—“And would it be indelicate to ask,” said Gillian, “why I’m suddenly invited to take tea with you, on these lawns of sheer respectability? I’m touched, Deb, really I am; I even left some jolly little fellows from the trenches to look after themselves, while I toddled off here; and I bought a new hat on the way—d’you like it?”
“It’s a monstrosity,” Deb replied frankly. “Take it off at once, somebody might see you in it; that’s better. Why didn’t you bring your wounded soldiers?”
Gillian looked puzzled, and Antonia explained laughing: “The jolly little fellows from the trenches are not what you think, Deb; and I doubt if your in-laws would approve of their presence here at tea—it’s enough for a start, that you should be allowed to invite Gillian, without a cortège of bacillian satellites. How was she finally admitted? I’m curious, too.”

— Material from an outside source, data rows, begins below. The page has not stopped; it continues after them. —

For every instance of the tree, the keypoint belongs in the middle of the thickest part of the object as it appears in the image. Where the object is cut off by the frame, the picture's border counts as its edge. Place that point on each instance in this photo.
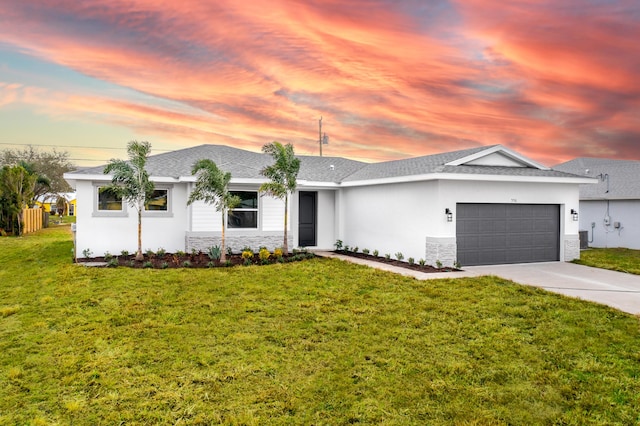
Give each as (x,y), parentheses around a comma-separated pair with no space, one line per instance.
(212,187)
(282,174)
(18,187)
(131,181)
(50,165)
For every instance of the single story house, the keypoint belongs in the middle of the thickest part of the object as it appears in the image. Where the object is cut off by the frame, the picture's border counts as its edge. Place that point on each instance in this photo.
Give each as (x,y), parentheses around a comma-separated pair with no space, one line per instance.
(609,210)
(485,205)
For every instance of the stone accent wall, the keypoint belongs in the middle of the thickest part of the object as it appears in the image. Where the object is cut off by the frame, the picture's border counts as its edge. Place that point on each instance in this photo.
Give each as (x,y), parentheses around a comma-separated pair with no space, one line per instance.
(444,250)
(571,247)
(204,241)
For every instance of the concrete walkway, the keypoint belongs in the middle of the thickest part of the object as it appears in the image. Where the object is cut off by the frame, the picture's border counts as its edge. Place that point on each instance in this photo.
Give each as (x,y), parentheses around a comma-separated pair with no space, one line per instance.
(615,289)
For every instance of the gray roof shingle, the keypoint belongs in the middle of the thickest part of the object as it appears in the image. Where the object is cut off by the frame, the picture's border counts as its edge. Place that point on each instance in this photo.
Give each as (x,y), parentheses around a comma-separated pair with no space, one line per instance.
(623,180)
(247,165)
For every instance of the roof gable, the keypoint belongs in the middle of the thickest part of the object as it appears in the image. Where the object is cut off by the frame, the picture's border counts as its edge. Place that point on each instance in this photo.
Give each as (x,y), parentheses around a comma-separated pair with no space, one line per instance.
(617,179)
(497,156)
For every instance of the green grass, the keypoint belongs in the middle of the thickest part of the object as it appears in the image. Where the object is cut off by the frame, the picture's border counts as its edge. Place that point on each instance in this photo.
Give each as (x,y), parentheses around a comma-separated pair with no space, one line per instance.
(616,259)
(315,342)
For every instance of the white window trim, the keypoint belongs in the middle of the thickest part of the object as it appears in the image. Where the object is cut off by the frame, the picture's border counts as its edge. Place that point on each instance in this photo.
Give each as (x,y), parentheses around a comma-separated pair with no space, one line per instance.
(257,210)
(106,213)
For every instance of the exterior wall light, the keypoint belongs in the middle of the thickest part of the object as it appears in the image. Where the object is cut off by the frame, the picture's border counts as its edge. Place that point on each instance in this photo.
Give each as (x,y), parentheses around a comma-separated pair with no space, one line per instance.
(449,215)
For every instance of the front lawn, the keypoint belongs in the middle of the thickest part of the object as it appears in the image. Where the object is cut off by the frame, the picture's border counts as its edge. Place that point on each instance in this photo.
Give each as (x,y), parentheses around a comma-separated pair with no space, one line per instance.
(616,259)
(315,342)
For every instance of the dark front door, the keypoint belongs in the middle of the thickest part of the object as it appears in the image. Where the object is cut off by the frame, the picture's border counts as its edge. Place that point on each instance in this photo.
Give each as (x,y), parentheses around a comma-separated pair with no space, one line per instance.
(307,219)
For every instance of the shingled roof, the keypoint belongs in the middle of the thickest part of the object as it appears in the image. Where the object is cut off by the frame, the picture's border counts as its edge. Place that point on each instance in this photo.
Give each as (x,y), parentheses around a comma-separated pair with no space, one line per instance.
(617,179)
(247,165)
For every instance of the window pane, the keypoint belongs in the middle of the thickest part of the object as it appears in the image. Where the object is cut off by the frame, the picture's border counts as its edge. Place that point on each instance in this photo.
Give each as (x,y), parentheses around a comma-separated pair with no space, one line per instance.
(108,200)
(242,219)
(158,201)
(248,200)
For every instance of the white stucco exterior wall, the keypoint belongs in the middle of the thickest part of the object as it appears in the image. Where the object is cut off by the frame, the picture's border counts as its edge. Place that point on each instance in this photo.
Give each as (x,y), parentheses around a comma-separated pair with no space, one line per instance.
(410,217)
(625,212)
(100,233)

“My husband met an eminent titled specialist, who happened to mention that a pamphlet with a perfectly ghastly name, published last month by one Gillian Sherwood, revealed one of the most brilliant pieces of research of modern times; and that the whole medical and scientific world were in a state of thrilled awe—that true, Gillian?”
“I believe so,” modestly. “But it’s nice of your husband to overlook my little aside from virtue, Deb.”
“He didn’t exactly overlook it, you know. Samson doesn’t possess the art of overlooking. He walked all round it, breathing hard, for nearly a year; and then hung a label on it: ‘Eccentricity of Genius. Not to be confounded with Fallen Woman. So please don’t spit!’”
“Ass!” chuckled Gillian.
“Lest you should grow proud, I may mention that Mrs Dolph Carew, likewise invited to tea this afternoon, has been and gone, that she might not have to meet you, Jill. I gather that she’s having a demure affair on the Q.T. with a certain Count Antoine ... but some women flaunt their affairs so shamelessly in the face of the world, that r-r-really, my dee-urr, one can’t possibly be associated with them. One is shocked, sorry—so ter-r-ribly sorry ... but the good Mrs Dolph Carew comes to tea early with the good Mrs Samson Phillips—oh, but very early——”
“I’m not having an ‘affaire,’” protested Gillian. “Does that little careful beast Manon imagine that I’m a cheap French novel? Deb, Deb darling, did you tell her that a multitude of hoary professors are always to be found squatting at my feet?”
“Yes. ‘We are not impressed.’... Hoary professors aren’t Society, after all.”